Search code examples
haskelltemplate-haskell

Template Haskell do variable assignment clarification


I am looking at the following TH code, and have several questions marked by --:

newtype C a = C ExpQ

unC (C x) = x   --what is the significance of this

clift1 :: ExpQ -> C t -> C a  --why are the C's here followed by t and a
clift1 g (C x) = C $ do f <- g  --is the g an ExpQ? What is the f here, what does it signify?
                        tx <- x --what is the tx here signify?
                        return $ AppE f tx  

As the title suggests, I am especially unsure where the f and tx come from and what they represent here. I think they are just variables being assigned values so that they can be used as arguments to AppE, is this correct? But in this case, why? Why not just simply call a function with these arguments instead of this whole clift1 do function?


Solution

  • An ExpQ is a monadic value (in the Q monad) that gives a Template Haskell representation of some Haskell expression. The underlying expression could have any type, so you could have an ExpQ that represents a boolean expression, which you could create using TH quotation:

    {-# LANGUAGE TemplateHaskell #-}
    
    import Language.Haskell.TH
    
    boolExpr :: ExpQ
    boolExpr = [| True && False |]
    

    or by directly building it up from TH primitives:

    -- almost the same as "boolExpr" above
    boolExpr' :: ExpQ
    boolExpr' = infixE (Just (conE (mkName "True"))) 
                       (varE (mkName "&&")) 
                       (Just (conE (mkName "False")))
    

    You could also have an ExpQ that represents an integer expression:

    intExpr :: ExpQ
    intExpr = [| 2 + length "abc" |]
    

    Note that boolExpr and intExpr have the same type, ExpQ, even though they represent underlying Haskell expressions with different types (namely, Bool and Int). This is because Template Haskell provides an untyped representation of typed Haskell expressions.

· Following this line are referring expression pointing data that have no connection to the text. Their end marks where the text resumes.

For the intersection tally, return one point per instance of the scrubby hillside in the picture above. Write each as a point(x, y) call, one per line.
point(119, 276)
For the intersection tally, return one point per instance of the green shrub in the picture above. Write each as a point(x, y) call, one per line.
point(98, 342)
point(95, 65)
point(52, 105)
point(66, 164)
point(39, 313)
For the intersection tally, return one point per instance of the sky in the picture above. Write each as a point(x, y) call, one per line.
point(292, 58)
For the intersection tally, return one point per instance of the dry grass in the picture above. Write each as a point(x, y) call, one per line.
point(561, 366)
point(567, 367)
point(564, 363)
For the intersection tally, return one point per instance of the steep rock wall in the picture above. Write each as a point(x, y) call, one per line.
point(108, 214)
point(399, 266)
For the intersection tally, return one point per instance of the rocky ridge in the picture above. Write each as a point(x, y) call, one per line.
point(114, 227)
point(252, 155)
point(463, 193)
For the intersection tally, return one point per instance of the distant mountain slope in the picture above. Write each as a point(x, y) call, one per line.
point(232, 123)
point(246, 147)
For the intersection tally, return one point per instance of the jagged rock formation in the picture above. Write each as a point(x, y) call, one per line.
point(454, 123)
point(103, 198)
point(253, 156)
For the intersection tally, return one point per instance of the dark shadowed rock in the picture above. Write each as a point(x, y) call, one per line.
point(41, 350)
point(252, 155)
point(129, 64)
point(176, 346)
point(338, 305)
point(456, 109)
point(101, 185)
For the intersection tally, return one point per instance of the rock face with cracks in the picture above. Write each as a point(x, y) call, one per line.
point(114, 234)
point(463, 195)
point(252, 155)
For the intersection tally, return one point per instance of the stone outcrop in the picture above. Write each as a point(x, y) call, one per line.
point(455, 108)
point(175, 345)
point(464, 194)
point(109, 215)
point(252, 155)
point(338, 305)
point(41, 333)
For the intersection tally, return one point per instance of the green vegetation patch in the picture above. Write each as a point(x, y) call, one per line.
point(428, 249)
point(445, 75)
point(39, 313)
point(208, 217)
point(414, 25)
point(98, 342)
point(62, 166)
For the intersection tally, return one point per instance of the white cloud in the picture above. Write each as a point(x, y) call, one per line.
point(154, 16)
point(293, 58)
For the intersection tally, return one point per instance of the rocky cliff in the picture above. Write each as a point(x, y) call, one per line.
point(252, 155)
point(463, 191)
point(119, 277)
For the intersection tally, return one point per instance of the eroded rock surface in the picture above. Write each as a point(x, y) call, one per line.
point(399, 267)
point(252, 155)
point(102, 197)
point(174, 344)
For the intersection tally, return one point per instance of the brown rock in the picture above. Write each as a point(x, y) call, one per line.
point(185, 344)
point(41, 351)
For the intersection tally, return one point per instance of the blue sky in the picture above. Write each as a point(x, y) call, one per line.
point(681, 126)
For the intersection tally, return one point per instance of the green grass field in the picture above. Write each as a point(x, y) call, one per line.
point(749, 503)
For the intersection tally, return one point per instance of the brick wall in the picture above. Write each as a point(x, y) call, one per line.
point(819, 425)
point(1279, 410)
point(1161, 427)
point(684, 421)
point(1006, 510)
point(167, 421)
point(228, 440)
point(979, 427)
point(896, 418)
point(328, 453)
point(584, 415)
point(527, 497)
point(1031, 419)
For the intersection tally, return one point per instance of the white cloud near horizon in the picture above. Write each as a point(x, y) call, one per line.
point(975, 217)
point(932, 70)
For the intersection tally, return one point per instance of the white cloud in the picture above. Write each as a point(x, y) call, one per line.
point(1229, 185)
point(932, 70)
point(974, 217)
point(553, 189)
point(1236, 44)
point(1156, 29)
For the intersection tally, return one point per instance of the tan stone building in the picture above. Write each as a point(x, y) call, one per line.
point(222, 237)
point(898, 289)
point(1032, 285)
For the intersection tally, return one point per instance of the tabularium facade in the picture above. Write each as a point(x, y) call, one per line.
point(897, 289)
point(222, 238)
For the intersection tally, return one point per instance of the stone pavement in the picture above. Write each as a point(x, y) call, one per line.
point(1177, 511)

    It can be helpful to work with a typed representation of Haskell expressions, where the type of the represented expression is "carried around" in the type of the representation. An easy way to do this is to define a newtype synonym for the ExpQ type that takes a so-called "phantom" type parameter:

    newtype C a = C ExpQ
    

    This defines a new type (or actually a whole collection of types, C Int, C Bool, etc.) whose values are just ExpQ values wrapped in a C constructor. This means that we can define:

    typedBoolExpr :: C Bool
    typedBoolExpr = C [| True && False |]
    
    typedIntExpr :: C Int
    typedIntExpr = C [| 2 + length "abc" |]
    

    where the ExpQ representations of expressions are annotated with the types of the underlying expression. Of course, nothing actually stops us from writing:

    badlyTypedBoolExpr :: C Bool
    badlyTypedboolExpr = C [| 2 + length "abc" |]
    

    where the actual expression type doesn't match the type annotation, so the compiler isn't enforcing the correctness of our type annotation, but if we use a little self-discipline to enforce the correctness ourselves at a few key points, the type system can help us keep the rest of our code base correct.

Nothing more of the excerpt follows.